- Born: 1614
- Died: 1678 (aged 63–64)

= Richard Ford (Southampton MP) =

English merchant and politician (1614–1678)

Sir Richard Ford (c. 1614 – 31 August 1678) was an English merchant and local and national politician.

He was the younger son of merchant Thomas Ford of Exeter, Devon and educated at Exeter College, Oxford and Gray's Inn.

He moved to live in Rotterdam, from where he supplied the Royalist Forces during the English Civil War. He was a member of the Merchant Adventurers by 1644, acting as governor from 1660 to 1675. He returned to England in 1652 and was a Commissioner of the East India Company (1658–1663, 1664–1665) and Deputy Governor of the Royal Adventurers in Africa Company (1663). He was knighted in 1660.
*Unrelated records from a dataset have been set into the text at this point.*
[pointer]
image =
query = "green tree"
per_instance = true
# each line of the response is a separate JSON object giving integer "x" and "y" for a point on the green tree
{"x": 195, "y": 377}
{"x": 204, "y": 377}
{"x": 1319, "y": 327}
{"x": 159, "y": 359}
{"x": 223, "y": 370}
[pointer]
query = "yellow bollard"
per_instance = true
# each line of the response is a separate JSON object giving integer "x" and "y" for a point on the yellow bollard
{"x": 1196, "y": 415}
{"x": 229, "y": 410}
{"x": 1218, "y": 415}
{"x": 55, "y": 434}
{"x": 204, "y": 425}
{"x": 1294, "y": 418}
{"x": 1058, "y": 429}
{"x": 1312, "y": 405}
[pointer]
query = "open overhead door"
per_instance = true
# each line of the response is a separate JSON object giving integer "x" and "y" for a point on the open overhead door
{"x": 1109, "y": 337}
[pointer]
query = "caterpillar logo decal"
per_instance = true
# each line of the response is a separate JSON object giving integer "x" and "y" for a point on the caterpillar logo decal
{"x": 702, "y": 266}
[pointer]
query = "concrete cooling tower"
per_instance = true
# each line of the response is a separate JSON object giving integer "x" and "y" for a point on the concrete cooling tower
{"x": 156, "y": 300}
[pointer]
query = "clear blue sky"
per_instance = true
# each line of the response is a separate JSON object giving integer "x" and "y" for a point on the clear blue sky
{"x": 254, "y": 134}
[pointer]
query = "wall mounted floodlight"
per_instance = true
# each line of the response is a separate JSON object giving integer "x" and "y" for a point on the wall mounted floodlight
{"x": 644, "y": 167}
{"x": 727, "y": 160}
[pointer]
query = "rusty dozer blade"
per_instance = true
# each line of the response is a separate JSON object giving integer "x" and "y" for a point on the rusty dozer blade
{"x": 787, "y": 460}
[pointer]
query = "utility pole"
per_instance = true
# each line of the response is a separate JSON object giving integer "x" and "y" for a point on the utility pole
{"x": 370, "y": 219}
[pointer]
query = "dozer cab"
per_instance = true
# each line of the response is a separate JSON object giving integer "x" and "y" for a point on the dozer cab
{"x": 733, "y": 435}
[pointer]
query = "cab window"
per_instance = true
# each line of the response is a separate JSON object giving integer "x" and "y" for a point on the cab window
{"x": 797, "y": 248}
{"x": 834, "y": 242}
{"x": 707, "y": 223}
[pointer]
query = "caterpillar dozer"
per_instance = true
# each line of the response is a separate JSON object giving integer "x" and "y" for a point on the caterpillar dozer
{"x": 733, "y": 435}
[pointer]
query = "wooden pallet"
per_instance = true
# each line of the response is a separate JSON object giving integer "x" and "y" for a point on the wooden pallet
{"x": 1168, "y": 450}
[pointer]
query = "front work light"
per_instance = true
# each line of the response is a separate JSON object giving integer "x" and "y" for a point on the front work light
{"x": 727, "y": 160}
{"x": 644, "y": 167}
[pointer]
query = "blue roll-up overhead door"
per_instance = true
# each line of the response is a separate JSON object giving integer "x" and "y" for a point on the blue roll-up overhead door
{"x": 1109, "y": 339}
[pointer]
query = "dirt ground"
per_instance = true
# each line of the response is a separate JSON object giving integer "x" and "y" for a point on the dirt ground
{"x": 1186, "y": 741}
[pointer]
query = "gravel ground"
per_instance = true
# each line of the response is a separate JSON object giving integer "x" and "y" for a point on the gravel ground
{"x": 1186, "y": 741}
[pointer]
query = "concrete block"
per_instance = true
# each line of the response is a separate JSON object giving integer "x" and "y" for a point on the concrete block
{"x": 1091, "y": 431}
He was elected MP for Southampton in 1661 and proved an active member, serving on many committees. He was made an Alderman in London the same year and a Deputy Lieutenant for London a year later, positions he held until his death. He was elected Sheriff of London from 1663 to 1664, and Lord Mayor of London from 1670 to 1671. He served on a number of public Commissions.

He was elected a Fellow of the Royal Society in 1673.

After his death in 1678, he was buried at Bexley. He had married Grace and had two sons and three daughters.